Compatibility issues with omnidirectional cube map shadows

Graphics and GPU Programming Programming

Started by theagentd April 19, 2013 03:25 PM

7 comments, last by theagentd 11 years ago

990

Author

April 19, 2013 03:25 PM

Hello. I've implemented shadows for my point lights by rendering my scene to each of the 6 sides of a depth component cube map. It's working perfectly fine on OGL3 (DX10) level Nvidia and AMD cards, but after testing a bit I found out that there is a bug on Intel GPUs that causes the target parameter to be ignored when rendering to a cube map, meaning that it's only possible to render to the first face (POSITIVE_X) no matter which one I tell it to render to. I've reported this bug to Intel but there is no fix out yet (assuming there will be one). I also found out that depth component cube maps aren't supported on OGL2 hardware.

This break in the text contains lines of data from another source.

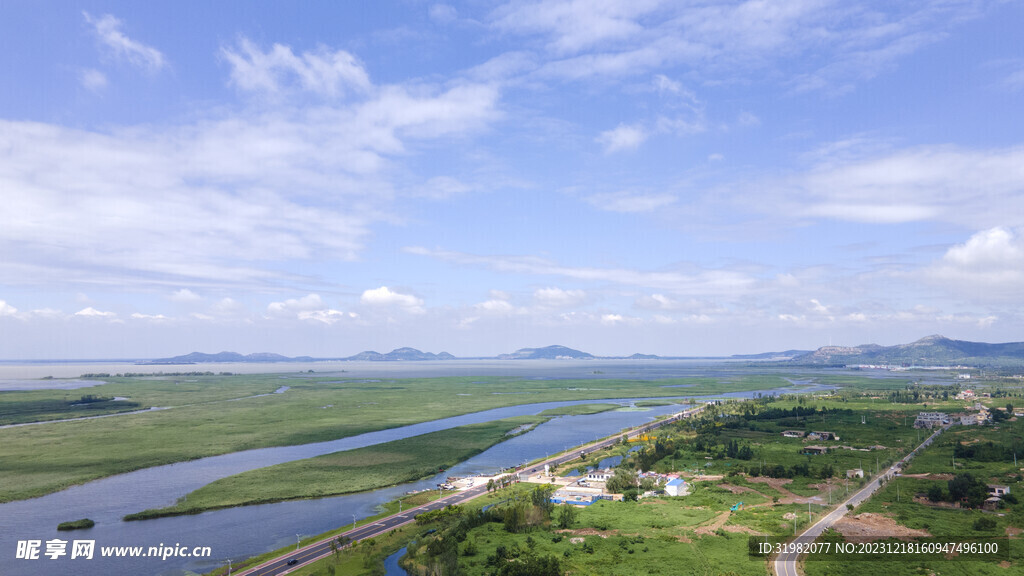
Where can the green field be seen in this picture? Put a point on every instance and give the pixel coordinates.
(580, 409)
(211, 415)
(352, 470)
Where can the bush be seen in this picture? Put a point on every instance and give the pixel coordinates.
(985, 523)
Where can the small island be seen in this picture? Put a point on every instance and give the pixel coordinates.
(76, 525)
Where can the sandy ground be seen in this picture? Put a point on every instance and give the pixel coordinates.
(868, 527)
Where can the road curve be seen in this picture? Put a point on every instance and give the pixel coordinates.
(785, 564)
(322, 548)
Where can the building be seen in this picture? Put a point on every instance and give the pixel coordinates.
(677, 487)
(580, 496)
(997, 490)
(931, 419)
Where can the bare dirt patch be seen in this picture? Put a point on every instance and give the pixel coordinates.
(868, 527)
(930, 476)
(737, 489)
(590, 532)
(719, 522)
(741, 530)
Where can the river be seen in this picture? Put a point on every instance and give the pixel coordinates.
(243, 532)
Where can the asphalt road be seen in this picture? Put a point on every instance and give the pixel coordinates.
(785, 564)
(322, 548)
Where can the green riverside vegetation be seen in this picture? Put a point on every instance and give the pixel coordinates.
(352, 470)
(212, 415)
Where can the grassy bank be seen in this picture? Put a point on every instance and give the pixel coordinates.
(580, 410)
(212, 415)
(348, 471)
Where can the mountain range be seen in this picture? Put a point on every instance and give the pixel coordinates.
(931, 351)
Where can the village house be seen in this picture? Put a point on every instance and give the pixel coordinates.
(677, 487)
(931, 419)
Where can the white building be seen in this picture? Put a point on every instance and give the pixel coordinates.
(677, 487)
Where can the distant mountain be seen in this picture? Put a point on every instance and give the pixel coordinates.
(930, 351)
(785, 355)
(547, 353)
(395, 355)
(406, 354)
(200, 358)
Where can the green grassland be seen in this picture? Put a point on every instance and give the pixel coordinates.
(580, 410)
(652, 536)
(903, 500)
(351, 470)
(211, 415)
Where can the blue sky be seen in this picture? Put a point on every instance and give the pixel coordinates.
(669, 177)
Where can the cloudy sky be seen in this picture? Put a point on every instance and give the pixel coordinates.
(685, 177)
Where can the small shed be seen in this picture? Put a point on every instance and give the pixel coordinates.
(676, 487)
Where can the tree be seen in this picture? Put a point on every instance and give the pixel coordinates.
(566, 516)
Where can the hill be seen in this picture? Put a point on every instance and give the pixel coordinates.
(547, 353)
(930, 351)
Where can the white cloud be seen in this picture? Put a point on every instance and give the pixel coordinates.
(443, 13)
(967, 188)
(631, 202)
(93, 313)
(988, 266)
(495, 306)
(293, 306)
(325, 72)
(327, 316)
(718, 282)
(556, 297)
(574, 25)
(92, 79)
(185, 295)
(7, 310)
(108, 29)
(150, 317)
(146, 205)
(818, 44)
(622, 137)
(386, 297)
(611, 319)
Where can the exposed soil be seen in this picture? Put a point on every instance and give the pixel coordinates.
(719, 522)
(868, 527)
(737, 489)
(742, 530)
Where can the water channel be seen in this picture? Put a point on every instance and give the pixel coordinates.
(243, 532)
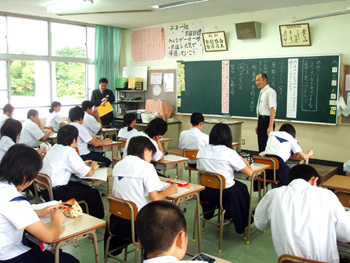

My first idea was to work around the problem by rendering the scene 6 times to a depth component 2D texture and copy the data from it to each face of the cube map. That should've worked around the Intel bug, but instead glCopyTexSubImage2D() gives me an Invalid Operation error even though it works on all other OGL3 level cards. I'm about to give up on this front.

On the OGL2 level cards, I can't use a depth cube map at all. I had this idea of copying the GL_DEPTH_COMPONENT16 texture to a GL_R16 cube map, but it gave me an invalid operation error. The only solution I can see is to create both a depth 2D render buffer and a color buffer to store depth in so I can later copy it to a color cube map.

My questions:

- Is there any way to efficiently copy/convert a 16-bit depth component texture to a single channel 16-bit color cube map? Performance needs to be good since we're talking really old hardware, so PBOs and probably shaders are out of the question. The data is identical, it's just that the OGL spec seems to prohibit it.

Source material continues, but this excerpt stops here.